Il processo, tenuto a porte chiuse, ebbe inizio il 24 luglio. Nulla di nuovo emerse nei due giorni di dibattimento: dopo l’appassionata perorazione del difensore Clunet, vecchio combattente e decorato, i giudici si ritirarono per decidere.
Dopo meno di un’ora venne emessa la sentenza secondo la quale l’imputata era colpevole di tutte le accuse mossele: «In nome del popolo francese, il Consiglio condanna all’unanimità la suddetta Zelle Marguerite Gertrude alla pena di morte […] e la condanna inoltre al pagamento delle spese processuali». Quanto all’unanimità dei giudici, questa valeva per la sentenza, ma non per ogni capo d’imputazione, per alcuni dei quali il verdetto di colpevolezza non trovò l’unanimità. Alla lettura della sentenza, incredula per la pena, si limitò a ripetere “non è possibile, non è possibile…”.

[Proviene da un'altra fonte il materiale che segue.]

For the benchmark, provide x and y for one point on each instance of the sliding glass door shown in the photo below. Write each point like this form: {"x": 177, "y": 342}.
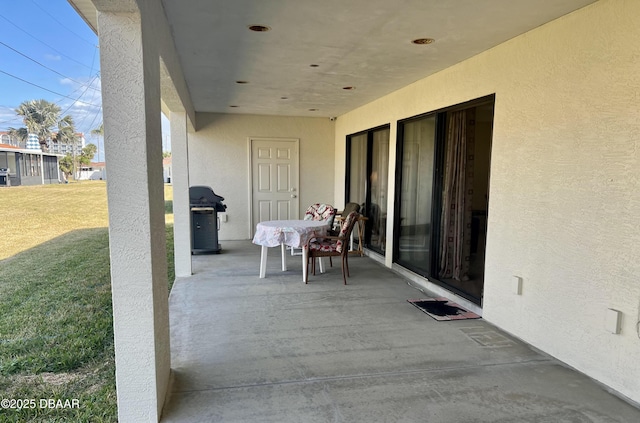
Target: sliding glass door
{"x": 415, "y": 177}
{"x": 442, "y": 194}
{"x": 367, "y": 180}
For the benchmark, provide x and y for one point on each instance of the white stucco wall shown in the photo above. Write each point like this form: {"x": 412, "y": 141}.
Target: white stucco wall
{"x": 565, "y": 192}
{"x": 219, "y": 158}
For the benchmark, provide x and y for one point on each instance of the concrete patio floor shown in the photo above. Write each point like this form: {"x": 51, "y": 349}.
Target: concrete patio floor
{"x": 246, "y": 349}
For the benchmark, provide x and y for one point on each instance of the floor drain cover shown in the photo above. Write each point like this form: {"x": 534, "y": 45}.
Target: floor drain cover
{"x": 442, "y": 309}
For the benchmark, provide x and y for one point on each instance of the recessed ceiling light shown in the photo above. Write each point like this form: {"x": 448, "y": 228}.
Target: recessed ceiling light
{"x": 423, "y": 41}
{"x": 259, "y": 28}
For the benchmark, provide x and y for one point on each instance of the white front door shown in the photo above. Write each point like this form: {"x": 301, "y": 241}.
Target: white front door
{"x": 274, "y": 179}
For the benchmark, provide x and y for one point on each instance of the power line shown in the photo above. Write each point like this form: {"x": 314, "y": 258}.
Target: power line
{"x": 43, "y": 88}
{"x": 80, "y": 96}
{"x": 46, "y": 67}
{"x": 63, "y": 25}
{"x": 42, "y": 42}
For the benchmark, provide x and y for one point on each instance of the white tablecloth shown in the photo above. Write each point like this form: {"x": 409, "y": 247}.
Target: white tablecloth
{"x": 295, "y": 233}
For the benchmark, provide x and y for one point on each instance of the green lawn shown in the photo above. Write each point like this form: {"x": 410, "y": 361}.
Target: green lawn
{"x": 56, "y": 333}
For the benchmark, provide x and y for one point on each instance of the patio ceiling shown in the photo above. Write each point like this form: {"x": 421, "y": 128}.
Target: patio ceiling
{"x": 365, "y": 44}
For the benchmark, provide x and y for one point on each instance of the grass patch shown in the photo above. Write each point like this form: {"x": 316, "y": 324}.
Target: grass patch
{"x": 56, "y": 331}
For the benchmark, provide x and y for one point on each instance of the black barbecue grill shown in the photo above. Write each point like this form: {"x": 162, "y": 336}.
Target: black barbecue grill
{"x": 205, "y": 205}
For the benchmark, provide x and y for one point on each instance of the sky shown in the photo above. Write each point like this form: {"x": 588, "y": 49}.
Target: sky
{"x": 48, "y": 52}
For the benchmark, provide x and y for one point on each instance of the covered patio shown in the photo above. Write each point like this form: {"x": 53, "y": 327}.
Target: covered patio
{"x": 279, "y": 105}
{"x": 276, "y": 350}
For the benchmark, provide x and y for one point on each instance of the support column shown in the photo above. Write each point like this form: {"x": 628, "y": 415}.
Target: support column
{"x": 180, "y": 181}
{"x": 133, "y": 152}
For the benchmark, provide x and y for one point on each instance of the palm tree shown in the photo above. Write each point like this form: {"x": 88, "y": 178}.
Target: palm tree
{"x": 40, "y": 117}
{"x": 99, "y": 132}
{"x": 21, "y": 134}
{"x": 67, "y": 134}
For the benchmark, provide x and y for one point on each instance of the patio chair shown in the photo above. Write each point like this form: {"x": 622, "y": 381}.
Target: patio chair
{"x": 330, "y": 245}
{"x": 318, "y": 212}
{"x": 348, "y": 208}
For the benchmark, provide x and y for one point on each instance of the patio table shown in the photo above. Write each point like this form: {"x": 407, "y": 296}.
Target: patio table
{"x": 294, "y": 233}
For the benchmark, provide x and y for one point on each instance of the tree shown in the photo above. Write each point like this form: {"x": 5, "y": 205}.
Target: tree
{"x": 40, "y": 117}
{"x": 21, "y": 134}
{"x": 66, "y": 165}
{"x": 99, "y": 132}
{"x": 67, "y": 134}
{"x": 87, "y": 154}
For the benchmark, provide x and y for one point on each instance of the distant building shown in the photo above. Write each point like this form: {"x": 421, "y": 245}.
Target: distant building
{"x": 33, "y": 143}
{"x": 8, "y": 139}
{"x": 166, "y": 169}
{"x": 29, "y": 167}
{"x": 64, "y": 148}
{"x": 96, "y": 171}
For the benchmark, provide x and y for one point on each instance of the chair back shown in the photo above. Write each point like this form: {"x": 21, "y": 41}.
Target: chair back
{"x": 349, "y": 207}
{"x": 345, "y": 231}
{"x": 321, "y": 212}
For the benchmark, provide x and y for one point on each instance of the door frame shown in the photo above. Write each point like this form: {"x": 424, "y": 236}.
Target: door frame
{"x": 250, "y": 140}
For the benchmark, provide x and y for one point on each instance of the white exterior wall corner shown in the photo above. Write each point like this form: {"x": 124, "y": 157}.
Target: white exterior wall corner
{"x": 564, "y": 192}
{"x": 219, "y": 158}
{"x": 131, "y": 99}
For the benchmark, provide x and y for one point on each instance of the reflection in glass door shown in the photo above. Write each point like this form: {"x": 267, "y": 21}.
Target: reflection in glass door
{"x": 414, "y": 220}
{"x": 367, "y": 172}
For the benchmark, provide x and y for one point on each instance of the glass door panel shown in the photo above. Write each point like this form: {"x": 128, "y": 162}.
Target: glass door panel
{"x": 416, "y": 194}
{"x": 377, "y": 212}
{"x": 358, "y": 170}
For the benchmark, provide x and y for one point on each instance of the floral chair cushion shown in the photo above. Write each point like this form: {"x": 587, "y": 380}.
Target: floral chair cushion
{"x": 324, "y": 246}
{"x": 348, "y": 223}
{"x": 321, "y": 212}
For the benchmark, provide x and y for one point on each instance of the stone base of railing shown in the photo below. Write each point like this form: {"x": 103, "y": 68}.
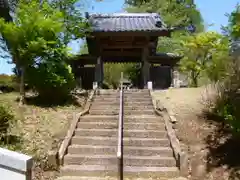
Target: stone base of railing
{"x": 15, "y": 166}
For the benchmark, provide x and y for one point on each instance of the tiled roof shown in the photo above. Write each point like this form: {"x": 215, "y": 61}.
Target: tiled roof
{"x": 120, "y": 22}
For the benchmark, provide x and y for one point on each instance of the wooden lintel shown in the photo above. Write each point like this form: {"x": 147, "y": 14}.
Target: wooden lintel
{"x": 135, "y": 33}
{"x": 120, "y": 53}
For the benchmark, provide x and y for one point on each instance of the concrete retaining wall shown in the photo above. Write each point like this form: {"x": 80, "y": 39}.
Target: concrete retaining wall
{"x": 15, "y": 166}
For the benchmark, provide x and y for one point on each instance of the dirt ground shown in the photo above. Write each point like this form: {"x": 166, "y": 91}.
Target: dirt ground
{"x": 36, "y": 130}
{"x": 213, "y": 154}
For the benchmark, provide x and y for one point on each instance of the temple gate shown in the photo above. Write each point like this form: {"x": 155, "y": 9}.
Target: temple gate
{"x": 127, "y": 38}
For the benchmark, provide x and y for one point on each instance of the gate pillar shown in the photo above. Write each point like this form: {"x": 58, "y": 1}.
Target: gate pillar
{"x": 99, "y": 72}
{"x": 145, "y": 67}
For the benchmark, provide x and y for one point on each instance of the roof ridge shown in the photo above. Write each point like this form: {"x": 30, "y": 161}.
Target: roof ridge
{"x": 120, "y": 15}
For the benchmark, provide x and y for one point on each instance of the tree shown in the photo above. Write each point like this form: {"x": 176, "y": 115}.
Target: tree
{"x": 32, "y": 33}
{"x": 175, "y": 14}
{"x": 201, "y": 53}
{"x": 75, "y": 25}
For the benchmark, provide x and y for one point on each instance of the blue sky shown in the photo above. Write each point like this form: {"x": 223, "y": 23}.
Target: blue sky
{"x": 213, "y": 12}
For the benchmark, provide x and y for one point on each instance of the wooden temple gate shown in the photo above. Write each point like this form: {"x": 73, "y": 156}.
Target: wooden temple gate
{"x": 126, "y": 38}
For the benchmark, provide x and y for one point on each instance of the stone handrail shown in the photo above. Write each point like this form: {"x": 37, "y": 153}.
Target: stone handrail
{"x": 15, "y": 166}
{"x": 180, "y": 156}
{"x": 120, "y": 131}
{"x": 63, "y": 148}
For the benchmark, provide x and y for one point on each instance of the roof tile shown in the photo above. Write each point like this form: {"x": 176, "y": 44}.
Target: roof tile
{"x": 120, "y": 22}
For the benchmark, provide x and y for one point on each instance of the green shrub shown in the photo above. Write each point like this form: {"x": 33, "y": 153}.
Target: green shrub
{"x": 52, "y": 78}
{"x": 227, "y": 104}
{"x": 8, "y": 83}
{"x": 6, "y": 117}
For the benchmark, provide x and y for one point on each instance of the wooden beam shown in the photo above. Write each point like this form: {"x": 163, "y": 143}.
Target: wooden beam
{"x": 134, "y": 33}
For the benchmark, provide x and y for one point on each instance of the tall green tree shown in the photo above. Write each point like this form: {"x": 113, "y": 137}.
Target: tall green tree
{"x": 205, "y": 52}
{"x": 32, "y": 33}
{"x": 75, "y": 25}
{"x": 175, "y": 13}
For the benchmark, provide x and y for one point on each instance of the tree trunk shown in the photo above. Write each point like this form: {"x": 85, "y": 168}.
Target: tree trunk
{"x": 22, "y": 87}
{"x": 194, "y": 79}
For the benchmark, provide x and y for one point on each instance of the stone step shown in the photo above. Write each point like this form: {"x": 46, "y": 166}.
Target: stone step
{"x": 86, "y": 178}
{"x": 89, "y": 170}
{"x": 96, "y": 132}
{"x": 116, "y": 112}
{"x": 129, "y": 171}
{"x": 116, "y": 107}
{"x": 101, "y": 112}
{"x": 148, "y": 161}
{"x": 97, "y": 125}
{"x": 127, "y": 133}
{"x": 83, "y": 149}
{"x": 128, "y": 103}
{"x": 131, "y": 150}
{"x": 144, "y": 112}
{"x": 113, "y": 118}
{"x": 117, "y": 98}
{"x": 127, "y": 126}
{"x": 90, "y": 159}
{"x": 112, "y": 141}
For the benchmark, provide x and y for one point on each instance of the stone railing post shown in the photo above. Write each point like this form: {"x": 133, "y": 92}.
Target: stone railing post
{"x": 15, "y": 166}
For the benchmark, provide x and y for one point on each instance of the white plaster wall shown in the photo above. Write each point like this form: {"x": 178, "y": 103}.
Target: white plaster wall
{"x": 6, "y": 174}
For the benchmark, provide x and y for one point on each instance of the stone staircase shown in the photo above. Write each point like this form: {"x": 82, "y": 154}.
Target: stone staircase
{"x": 147, "y": 137}
{"x": 147, "y": 151}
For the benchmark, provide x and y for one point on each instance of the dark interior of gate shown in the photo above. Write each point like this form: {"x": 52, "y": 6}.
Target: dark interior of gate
{"x": 126, "y": 38}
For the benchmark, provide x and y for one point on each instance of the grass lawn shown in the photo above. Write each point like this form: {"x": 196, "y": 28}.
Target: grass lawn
{"x": 36, "y": 130}
{"x": 213, "y": 153}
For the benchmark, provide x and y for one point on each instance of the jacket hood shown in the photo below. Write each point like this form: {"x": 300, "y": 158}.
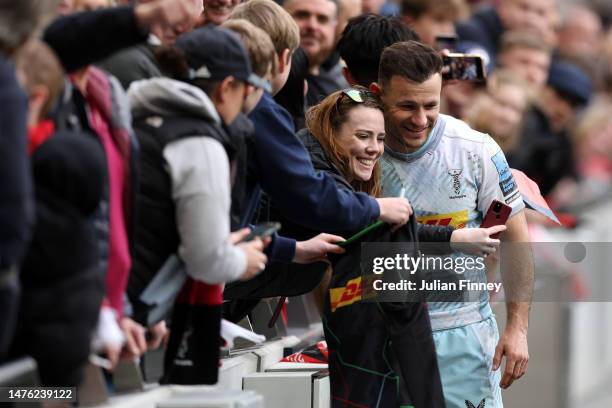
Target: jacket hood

L’istanza di riesame del processo venne respinta dal Consiglio di revisione così come la domanda di grazia presentata al Presidente della Repubblica Poincaré.
Il 15 ottobre del 1917, blandamente legata al palo; rifiutata la benda, poté fissare i dodici fanti che avevano il compito di giustiziarla: uno di essi, secondo regola, aveva il fucile caricato a salve. Dei dodici colpi, solo quattro la colpirono, uno sulla coscia, uno sul ginocchio, uno sul lato sinistro. Il quarto trafisse il cuore, uccidendola sul colpo; il maresciallo Pétey diede alla nuca un inutile colpo di grazia. Nessuno reclamò il corpo, che fu trasportato all’Istituto di medicina legale di Parigi, sezionato e in seguito sepolto in una fossa comune.